Hero/villain? Who is who and that makes the screen time a much rich. Not a lot, and that’s a good thing about this series, where all six episodes are titled after a character and begin with a prologue. As formula dictates, everybody here has “a secret,” a troubling character flaw, a hole in her or his past to make us question motives even as they show us inner resources when the chips are down.
The ticking-clock that underscores many a thriller is only evident in the landing-refueling stops this Belgian airliner has to make. Gas is always a worry, as is what they’ll find when they land to get it. It’s a different race against the clock every touchdown. The in-flight debates, “one problem at a time” solving, etc., are slower. But as we get to know the cast, this flagging pace is less of an issue than it might have been.

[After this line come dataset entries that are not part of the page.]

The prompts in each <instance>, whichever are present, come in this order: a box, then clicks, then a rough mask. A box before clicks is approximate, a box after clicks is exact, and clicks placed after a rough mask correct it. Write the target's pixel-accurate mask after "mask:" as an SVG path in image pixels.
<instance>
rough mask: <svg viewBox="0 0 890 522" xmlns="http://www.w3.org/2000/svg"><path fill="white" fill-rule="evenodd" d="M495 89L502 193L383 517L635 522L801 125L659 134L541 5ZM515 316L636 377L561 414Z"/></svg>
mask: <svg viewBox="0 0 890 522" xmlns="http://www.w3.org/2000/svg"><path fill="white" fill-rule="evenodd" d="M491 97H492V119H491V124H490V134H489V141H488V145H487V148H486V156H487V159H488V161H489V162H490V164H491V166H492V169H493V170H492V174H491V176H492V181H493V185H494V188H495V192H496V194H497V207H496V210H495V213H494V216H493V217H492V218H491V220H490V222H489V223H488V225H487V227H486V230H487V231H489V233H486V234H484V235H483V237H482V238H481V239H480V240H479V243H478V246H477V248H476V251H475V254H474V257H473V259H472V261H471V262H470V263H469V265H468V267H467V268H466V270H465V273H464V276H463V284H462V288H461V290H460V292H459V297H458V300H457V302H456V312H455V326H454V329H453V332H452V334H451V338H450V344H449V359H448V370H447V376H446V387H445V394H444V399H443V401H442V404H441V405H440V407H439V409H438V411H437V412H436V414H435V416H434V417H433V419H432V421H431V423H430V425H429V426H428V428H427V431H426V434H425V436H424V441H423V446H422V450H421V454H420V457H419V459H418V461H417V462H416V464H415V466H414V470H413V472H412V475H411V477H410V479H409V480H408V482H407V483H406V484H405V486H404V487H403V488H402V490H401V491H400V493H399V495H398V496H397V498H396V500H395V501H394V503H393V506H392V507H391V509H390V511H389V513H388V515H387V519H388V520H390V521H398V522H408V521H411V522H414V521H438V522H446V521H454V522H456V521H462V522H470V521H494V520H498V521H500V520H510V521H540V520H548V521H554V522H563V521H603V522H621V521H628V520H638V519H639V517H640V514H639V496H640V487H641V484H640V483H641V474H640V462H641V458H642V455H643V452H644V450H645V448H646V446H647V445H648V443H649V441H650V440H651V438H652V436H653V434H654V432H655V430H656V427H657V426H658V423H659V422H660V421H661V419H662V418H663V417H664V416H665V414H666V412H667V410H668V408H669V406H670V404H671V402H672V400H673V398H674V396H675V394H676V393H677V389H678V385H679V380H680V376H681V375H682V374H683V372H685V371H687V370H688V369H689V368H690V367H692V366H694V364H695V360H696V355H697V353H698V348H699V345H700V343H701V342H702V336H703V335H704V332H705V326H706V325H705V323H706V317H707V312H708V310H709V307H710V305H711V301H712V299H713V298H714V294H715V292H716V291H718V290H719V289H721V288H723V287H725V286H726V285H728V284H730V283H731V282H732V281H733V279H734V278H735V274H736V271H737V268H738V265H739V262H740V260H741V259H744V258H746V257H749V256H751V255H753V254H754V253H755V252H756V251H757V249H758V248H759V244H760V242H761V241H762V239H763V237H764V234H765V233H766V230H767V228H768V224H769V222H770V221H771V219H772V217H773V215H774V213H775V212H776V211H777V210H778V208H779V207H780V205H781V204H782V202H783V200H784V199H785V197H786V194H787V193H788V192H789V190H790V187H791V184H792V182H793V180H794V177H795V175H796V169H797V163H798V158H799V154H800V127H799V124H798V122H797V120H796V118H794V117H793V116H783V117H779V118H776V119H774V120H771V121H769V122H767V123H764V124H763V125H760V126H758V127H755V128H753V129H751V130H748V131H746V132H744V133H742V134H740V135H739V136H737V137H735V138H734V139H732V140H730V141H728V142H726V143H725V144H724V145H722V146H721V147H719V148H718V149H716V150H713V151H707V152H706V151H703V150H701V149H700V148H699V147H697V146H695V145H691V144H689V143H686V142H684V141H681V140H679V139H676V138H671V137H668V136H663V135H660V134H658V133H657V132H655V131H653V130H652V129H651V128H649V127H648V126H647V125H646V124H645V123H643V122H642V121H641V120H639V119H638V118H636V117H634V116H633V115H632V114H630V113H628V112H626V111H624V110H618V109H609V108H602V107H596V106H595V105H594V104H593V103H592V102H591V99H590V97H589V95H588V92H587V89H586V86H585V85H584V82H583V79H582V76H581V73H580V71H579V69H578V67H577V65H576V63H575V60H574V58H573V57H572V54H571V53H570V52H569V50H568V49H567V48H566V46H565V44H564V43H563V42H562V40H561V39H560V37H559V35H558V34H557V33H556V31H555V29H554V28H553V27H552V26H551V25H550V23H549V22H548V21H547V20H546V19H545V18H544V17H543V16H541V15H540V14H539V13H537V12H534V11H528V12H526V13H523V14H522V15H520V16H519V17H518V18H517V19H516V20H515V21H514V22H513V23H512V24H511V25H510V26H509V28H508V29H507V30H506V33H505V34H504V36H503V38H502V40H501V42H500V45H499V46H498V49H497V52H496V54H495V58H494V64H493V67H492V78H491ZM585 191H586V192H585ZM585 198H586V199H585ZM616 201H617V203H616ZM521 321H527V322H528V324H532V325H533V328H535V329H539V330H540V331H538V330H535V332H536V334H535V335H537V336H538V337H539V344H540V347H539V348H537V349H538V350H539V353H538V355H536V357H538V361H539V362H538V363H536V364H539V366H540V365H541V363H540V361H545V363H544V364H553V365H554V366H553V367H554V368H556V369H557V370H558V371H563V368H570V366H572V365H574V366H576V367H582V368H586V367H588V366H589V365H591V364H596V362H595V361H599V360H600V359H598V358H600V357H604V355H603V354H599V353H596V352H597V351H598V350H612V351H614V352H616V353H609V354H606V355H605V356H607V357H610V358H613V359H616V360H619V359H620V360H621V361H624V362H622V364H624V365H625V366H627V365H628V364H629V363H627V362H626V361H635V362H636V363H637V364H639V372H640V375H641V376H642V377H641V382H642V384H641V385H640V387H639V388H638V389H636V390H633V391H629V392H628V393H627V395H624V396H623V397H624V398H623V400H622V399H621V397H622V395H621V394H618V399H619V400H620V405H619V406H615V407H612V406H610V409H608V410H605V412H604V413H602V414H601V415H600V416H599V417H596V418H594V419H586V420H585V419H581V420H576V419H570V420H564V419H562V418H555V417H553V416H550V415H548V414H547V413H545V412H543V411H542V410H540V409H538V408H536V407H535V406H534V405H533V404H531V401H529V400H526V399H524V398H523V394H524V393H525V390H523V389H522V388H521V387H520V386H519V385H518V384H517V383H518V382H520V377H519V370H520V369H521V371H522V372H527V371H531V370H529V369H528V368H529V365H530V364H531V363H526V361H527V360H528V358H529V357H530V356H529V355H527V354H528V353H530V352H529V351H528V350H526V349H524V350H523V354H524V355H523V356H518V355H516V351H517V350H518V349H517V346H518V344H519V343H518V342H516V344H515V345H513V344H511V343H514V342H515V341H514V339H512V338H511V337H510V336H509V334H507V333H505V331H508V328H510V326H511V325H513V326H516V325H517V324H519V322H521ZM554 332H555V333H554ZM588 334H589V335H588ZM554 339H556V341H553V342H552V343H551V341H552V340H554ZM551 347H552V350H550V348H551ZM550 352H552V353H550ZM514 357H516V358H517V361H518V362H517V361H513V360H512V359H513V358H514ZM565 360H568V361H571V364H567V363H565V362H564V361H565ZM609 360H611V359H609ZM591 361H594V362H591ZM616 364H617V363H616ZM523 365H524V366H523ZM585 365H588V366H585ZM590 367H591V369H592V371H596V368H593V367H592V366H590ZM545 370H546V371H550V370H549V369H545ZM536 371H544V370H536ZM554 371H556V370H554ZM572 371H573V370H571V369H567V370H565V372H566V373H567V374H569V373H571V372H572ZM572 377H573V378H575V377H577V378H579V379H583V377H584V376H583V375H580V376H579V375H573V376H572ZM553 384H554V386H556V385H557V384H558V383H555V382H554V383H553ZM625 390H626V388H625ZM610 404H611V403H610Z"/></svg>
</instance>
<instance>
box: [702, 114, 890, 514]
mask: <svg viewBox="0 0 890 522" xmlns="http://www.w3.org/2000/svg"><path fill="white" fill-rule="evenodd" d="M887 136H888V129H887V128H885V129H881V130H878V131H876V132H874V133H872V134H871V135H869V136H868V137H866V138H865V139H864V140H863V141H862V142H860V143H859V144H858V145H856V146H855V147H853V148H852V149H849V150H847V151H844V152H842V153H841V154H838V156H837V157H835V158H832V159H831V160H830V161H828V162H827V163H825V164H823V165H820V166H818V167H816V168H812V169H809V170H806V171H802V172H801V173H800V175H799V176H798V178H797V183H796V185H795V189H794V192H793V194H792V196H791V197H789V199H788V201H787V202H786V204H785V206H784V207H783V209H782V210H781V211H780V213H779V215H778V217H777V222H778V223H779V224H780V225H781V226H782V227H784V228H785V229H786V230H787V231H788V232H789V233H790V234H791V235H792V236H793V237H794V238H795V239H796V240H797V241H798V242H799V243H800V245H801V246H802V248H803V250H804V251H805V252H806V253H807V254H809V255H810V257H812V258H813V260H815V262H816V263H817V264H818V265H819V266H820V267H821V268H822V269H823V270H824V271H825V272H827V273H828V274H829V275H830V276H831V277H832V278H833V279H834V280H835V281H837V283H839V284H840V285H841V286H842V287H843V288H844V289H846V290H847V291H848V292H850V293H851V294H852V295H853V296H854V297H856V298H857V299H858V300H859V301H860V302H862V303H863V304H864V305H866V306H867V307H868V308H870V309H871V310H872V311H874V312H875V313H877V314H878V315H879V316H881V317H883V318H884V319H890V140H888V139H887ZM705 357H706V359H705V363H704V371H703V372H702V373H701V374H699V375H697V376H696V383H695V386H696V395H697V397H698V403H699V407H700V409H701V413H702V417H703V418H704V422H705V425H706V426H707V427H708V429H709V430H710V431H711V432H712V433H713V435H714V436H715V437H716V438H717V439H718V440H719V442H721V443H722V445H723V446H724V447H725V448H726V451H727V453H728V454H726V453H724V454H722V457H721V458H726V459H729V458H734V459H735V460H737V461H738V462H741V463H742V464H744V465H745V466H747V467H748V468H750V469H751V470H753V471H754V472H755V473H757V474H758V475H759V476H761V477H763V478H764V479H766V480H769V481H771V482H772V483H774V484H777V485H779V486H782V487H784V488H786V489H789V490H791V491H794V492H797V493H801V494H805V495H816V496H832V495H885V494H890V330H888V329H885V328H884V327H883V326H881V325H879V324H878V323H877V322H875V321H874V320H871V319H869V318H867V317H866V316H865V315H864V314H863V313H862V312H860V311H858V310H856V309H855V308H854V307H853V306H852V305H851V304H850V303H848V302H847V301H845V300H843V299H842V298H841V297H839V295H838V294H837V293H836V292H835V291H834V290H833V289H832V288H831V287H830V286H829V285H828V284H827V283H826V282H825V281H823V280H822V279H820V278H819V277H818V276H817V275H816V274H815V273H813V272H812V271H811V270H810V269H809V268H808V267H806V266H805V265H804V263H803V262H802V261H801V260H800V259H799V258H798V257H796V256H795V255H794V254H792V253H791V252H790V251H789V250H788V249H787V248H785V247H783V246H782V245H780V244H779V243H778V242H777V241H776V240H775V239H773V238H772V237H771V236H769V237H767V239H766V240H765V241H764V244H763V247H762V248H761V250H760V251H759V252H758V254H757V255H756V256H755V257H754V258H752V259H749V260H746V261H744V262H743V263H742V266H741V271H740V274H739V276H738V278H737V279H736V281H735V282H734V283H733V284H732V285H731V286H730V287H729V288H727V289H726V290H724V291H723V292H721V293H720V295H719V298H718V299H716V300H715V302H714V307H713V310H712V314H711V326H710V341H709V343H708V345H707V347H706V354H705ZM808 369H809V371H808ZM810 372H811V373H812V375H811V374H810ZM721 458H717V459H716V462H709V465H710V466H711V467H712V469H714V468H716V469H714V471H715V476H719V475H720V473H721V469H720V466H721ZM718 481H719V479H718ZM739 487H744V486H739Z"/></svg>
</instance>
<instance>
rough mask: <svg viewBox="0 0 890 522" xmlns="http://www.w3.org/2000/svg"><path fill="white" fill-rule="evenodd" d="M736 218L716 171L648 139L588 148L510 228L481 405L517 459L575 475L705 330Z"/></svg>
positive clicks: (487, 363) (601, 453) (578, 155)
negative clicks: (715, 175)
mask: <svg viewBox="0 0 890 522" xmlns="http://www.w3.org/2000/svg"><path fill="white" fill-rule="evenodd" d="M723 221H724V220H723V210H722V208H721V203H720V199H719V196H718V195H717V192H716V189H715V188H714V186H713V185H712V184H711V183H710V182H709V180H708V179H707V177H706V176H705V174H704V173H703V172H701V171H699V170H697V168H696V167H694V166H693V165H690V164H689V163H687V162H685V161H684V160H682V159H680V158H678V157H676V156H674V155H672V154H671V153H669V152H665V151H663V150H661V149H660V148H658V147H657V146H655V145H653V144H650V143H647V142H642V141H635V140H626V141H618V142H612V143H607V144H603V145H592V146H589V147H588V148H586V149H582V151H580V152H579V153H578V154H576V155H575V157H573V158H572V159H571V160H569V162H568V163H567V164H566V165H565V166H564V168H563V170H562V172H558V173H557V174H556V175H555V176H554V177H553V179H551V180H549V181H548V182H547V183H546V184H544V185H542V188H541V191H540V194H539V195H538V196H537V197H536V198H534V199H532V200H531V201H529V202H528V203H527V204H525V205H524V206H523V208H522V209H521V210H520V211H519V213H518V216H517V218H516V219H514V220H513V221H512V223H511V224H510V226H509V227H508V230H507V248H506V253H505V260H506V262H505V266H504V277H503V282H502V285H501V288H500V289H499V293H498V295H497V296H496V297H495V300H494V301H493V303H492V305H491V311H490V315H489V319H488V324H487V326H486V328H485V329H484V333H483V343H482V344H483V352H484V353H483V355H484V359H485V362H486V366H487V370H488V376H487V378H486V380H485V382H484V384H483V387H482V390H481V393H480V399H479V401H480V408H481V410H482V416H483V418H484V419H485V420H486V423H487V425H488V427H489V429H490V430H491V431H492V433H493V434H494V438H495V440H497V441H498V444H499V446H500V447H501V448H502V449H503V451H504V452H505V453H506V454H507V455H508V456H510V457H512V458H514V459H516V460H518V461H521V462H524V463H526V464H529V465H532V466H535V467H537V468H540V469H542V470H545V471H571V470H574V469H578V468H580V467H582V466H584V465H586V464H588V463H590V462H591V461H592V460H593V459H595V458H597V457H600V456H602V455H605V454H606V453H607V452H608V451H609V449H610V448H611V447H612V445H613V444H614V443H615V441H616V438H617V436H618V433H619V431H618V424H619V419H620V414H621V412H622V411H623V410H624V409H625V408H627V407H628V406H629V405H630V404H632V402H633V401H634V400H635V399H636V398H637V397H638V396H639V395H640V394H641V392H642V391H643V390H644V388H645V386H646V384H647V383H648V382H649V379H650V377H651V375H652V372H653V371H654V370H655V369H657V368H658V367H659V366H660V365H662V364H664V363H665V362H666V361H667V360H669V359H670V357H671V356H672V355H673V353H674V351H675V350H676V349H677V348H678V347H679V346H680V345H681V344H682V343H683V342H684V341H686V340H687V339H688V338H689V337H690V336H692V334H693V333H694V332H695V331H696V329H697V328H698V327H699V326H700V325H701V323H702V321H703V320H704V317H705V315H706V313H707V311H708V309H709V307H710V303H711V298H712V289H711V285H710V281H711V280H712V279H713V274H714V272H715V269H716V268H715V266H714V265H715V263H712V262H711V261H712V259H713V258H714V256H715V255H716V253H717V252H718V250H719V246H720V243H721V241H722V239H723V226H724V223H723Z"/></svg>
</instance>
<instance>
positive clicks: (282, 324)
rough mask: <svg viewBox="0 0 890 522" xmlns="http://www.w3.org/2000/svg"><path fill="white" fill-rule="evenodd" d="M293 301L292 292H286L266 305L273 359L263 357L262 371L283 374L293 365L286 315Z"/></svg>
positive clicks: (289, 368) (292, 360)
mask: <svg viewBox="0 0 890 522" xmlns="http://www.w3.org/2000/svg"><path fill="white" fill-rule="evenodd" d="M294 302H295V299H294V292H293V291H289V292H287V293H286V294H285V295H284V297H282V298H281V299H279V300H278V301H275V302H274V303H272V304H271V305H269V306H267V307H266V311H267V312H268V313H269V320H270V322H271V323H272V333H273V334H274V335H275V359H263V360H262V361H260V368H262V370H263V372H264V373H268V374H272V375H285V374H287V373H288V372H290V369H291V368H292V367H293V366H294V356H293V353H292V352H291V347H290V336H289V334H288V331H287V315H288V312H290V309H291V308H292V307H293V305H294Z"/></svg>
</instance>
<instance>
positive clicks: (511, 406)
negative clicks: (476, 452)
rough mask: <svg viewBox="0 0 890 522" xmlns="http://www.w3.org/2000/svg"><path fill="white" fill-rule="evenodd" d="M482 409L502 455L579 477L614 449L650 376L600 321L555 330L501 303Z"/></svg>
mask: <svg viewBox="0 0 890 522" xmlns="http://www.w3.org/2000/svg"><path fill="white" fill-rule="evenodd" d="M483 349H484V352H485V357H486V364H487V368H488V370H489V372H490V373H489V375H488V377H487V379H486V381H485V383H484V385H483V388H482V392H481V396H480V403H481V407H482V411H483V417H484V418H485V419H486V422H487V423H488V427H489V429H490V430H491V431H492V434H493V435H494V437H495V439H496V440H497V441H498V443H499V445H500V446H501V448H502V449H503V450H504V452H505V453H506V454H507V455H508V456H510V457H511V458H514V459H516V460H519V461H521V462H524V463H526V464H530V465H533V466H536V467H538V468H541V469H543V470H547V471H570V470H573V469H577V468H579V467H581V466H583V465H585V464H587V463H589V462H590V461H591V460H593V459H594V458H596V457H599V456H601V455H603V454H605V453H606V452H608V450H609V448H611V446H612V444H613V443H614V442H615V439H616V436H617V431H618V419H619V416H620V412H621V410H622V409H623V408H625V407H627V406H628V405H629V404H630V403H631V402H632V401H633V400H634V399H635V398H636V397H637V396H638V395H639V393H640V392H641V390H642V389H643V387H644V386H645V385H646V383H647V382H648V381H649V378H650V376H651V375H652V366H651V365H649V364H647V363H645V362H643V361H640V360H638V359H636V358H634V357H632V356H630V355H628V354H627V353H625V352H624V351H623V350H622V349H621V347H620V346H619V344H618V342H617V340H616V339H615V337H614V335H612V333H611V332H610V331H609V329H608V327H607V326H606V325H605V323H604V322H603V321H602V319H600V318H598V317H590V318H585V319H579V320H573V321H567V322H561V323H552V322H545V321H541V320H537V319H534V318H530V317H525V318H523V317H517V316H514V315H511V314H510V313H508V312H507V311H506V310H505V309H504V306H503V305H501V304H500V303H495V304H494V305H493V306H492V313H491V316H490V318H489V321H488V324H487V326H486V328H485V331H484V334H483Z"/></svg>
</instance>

If there’s a flaw to it, I’d say not letting it maintain the compactness that head-down/work-the-next-problem storytelling demands. Yeah, it’s open-ended. But there’s mordant humor, most present in the early episodes, that carries the day. The co-pilot clinging to “sorry for the inconvenience” corporate messaging too long, his troubled fill-in co-pilot Sylvie’s admission that “I drank a bottle of vodka” before boarding, and the Black woman as truth-teller, chills out the plan of the story. Wild and strange things play around the scenes and at last how things messes! “A binge-worthy watch!”